There is a growing interest amongst Chinese investors in prime real estate opportunities in the U.S., with Oceanwide Real Estate Group leading the way with its $200 million purchase of a 4.6 acre site across from the Staples Center and L.A. Live entertainment complex in downtown Los Angeles. Downtown L.A. is poised to experience a resurgence in real estate development as Chinese investors look into diversification opportunities abroad.
From Los Angeles Times.
BEIJING — Chinese property developer Oceanwide Real Estate Group said Friday that it would make its first foray into the U.S. It will spend up to $200 million to buy a sprawling parking lot in downtown Los Angeles across from Staples Center and the L.A. Live entertainment complex and develop a five-star hotel, apartments and retail space.

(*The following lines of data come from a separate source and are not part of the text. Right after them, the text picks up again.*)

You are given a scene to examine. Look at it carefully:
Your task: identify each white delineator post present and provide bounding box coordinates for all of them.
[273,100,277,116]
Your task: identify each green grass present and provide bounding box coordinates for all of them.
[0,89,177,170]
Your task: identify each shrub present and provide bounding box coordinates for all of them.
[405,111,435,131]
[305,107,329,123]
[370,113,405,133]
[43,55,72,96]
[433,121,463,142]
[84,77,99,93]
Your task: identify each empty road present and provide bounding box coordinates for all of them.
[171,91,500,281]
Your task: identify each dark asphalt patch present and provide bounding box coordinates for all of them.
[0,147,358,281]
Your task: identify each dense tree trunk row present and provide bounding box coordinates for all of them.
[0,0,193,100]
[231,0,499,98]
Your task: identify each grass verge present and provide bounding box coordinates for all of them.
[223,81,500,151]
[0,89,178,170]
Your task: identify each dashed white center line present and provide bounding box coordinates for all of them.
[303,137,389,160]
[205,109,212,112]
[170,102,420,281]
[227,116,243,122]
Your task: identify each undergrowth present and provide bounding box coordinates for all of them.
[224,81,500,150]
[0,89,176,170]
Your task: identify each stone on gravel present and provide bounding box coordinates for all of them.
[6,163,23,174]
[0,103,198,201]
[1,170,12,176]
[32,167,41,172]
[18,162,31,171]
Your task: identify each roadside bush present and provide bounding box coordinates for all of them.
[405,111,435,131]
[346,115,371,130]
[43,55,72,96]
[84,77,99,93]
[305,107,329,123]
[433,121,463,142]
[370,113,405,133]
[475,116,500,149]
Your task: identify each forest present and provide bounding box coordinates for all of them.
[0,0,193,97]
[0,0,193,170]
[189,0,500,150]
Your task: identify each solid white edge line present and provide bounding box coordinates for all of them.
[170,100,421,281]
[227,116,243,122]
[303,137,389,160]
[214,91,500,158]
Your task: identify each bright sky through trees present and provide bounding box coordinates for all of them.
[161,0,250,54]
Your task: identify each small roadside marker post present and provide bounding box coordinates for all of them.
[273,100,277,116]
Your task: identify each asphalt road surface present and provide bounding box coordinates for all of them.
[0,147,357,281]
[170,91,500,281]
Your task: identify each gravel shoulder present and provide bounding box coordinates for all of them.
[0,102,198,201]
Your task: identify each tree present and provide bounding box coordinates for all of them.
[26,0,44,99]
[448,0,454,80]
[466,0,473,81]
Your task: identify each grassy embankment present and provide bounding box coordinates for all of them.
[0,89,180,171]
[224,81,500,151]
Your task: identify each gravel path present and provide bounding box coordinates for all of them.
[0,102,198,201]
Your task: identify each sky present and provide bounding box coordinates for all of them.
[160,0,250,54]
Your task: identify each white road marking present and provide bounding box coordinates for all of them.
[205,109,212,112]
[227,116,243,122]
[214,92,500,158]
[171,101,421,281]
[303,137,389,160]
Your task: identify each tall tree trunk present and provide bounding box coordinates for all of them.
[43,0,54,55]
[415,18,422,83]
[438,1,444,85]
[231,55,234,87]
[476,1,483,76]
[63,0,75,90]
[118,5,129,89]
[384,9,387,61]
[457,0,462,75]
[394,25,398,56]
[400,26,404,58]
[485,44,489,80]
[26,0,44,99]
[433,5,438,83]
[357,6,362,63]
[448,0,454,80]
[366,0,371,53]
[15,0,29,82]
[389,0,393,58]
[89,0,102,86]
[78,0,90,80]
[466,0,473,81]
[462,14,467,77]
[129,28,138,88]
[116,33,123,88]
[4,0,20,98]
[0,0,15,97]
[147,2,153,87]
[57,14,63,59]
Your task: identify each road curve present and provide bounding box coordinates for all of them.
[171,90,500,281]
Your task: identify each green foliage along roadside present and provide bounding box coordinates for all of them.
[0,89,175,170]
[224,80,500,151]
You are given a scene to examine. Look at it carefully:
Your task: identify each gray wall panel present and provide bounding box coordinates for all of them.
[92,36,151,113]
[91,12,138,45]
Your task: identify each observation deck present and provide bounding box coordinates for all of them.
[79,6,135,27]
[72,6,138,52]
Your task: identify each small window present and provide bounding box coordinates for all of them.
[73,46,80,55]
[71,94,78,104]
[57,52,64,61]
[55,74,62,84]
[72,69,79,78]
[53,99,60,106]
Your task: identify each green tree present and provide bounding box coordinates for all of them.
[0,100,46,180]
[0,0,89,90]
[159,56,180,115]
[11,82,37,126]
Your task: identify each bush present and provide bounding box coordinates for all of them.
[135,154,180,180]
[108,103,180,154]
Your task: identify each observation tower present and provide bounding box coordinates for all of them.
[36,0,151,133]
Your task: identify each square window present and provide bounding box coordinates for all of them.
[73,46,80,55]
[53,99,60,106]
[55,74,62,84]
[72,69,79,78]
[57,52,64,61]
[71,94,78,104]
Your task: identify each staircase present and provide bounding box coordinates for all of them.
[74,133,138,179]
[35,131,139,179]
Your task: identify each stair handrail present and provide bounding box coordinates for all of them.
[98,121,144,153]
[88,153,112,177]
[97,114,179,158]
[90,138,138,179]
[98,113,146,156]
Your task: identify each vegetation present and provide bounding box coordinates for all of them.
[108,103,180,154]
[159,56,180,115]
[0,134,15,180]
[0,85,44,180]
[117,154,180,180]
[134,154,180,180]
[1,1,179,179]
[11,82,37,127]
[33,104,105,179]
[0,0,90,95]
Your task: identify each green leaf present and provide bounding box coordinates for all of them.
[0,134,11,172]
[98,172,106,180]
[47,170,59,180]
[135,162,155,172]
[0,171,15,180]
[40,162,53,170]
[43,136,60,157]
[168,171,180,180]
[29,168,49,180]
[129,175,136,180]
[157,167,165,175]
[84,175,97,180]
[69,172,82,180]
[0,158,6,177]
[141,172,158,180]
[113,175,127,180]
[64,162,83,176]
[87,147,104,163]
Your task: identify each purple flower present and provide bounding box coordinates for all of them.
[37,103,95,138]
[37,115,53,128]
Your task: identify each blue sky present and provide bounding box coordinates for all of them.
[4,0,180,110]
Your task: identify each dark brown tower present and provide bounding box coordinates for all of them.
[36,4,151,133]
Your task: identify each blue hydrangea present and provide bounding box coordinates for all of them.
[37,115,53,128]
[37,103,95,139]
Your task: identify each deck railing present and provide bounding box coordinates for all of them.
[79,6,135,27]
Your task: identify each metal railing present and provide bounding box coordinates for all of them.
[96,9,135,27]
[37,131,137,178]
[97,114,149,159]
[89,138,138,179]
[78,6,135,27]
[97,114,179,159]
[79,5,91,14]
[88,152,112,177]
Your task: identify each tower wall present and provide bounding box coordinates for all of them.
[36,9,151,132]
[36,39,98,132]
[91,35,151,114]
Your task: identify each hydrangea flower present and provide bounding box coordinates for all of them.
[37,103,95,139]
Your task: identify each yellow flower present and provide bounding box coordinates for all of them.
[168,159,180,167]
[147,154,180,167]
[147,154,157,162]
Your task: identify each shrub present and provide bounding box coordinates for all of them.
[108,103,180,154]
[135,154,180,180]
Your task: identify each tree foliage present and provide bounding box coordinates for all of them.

The 4.6-acre site at the southeast corner of 11th and Figueroa streets has already been approved by the city for a high-end, mixed-use complex called Fig Central.
The project is "a very important step for our company to 'go abroad' and push forward the internationalization of our company," Oceanwide said in a notice to the Shenzhen stock exchange, where the company is listed.
Experts said the purchase reflects the growing interest of Chinese investors in Southern California real estate and in property throughout the U.S.
Oceanwide purchased the downtown L.A. property from the New York-based Moinian Group, which bought the property from Staples Center owner Anschutz Entertainment Group about seven years ago when L.A. Live was under construction. Moinian paid $80 million for the lot. Company officials could not be reached for comment.
Before deciding to sell the property, Moinian got city approval to build two residential towers including condominium lofts, penthouses and live-work units. A grocery store, health club, retail space and restaurants were slated to take up about 250,000 square feet at street level. But nothing was built.
A spokesman for Oceanwide in Beijing, Wang Guolin, said in a phone interview that the project would be the company's first U.S. project. He also said Oceanwide had recently established an American subsidiary, Tohigh Construction, as part of its plans for the downtown L.A. development.
Details on the purchase are still being finalized, he said, and he could not comment on when construction might start.
Promotional materials for the property advertised it as being in near "shovel-ready" condition, with groundbreaking possible in four to six months after a sale and approvals in place for at least 1,200 residential units, 500 to 700 hotel rooms and nearly 2,000 parking spaces.
In June, broker David Hasbrouck of Cushman & Wakefield, who is representing Moinian in the sale, told The Times that the parcel had attracted interest from Asian, Middle Eastern and U.S. developers. He could not be reached for comment.
But others noted the recent Chinese developer interest in Southern California.
Los Angeles commercial real estate broker Laurie Lustig-Bower of CBRE Group Inc., who focuses on selling property for apartment and condominium communities as well as already constructed apartment buildings in the Southern California area, said she's seen growing interest from Chinese investors looking to buy development sites in the Southland.
"I've definitely seen a trend over the past years of a lot more activity from China into the Los Angeles area than before," she said.
Lustig-Bower said she's been part of the effort to sell a 6.3-acre parcel of land in downtown Los Angeles near L.A. Live and Staples Center known as the Metropolis, and added that her firm has seen offers from around the world, including multiple bids out of China.
The interest comes for both development sites and already constructed buildings, she said.
In January, Lustig-Bower said, she'll be hosting investors from Hong Kong who are looking to make investments for already constructed sites in the $25-million to $50-million range. And she is in the process of working out a purchase agreement with a Chinese investor for a "high-profile" development site in West L.A.
Some Chinese developers are looking to branch out to other types of investment, Lustig-Bower said. Within the last three weeks she was contacted by one investor seeking to buy land where a residential community of 200 homes could be built.
A website for the Fig Central project, figcentral.la, includes plans for two towers. The north tower plan has 51 stories, rises 575 feet and includes hotel and residential space. The hotel would have 500 rooms. The second tower is designed to have 37 stories devoted to residential space.
Oceanwide has built major residential and commercial developments in cities including Beijing, Shanghai and Wuhan. The founder and chairman of Oceanwide, Lu Zhiqiang, 62, was ranked No. 32 on Forbes' 2013 China Rich List, with an estimated fortune of $3.2 billion. In addition to real estate, he has interests in China Minsheng Bank and computer maker Lenovo.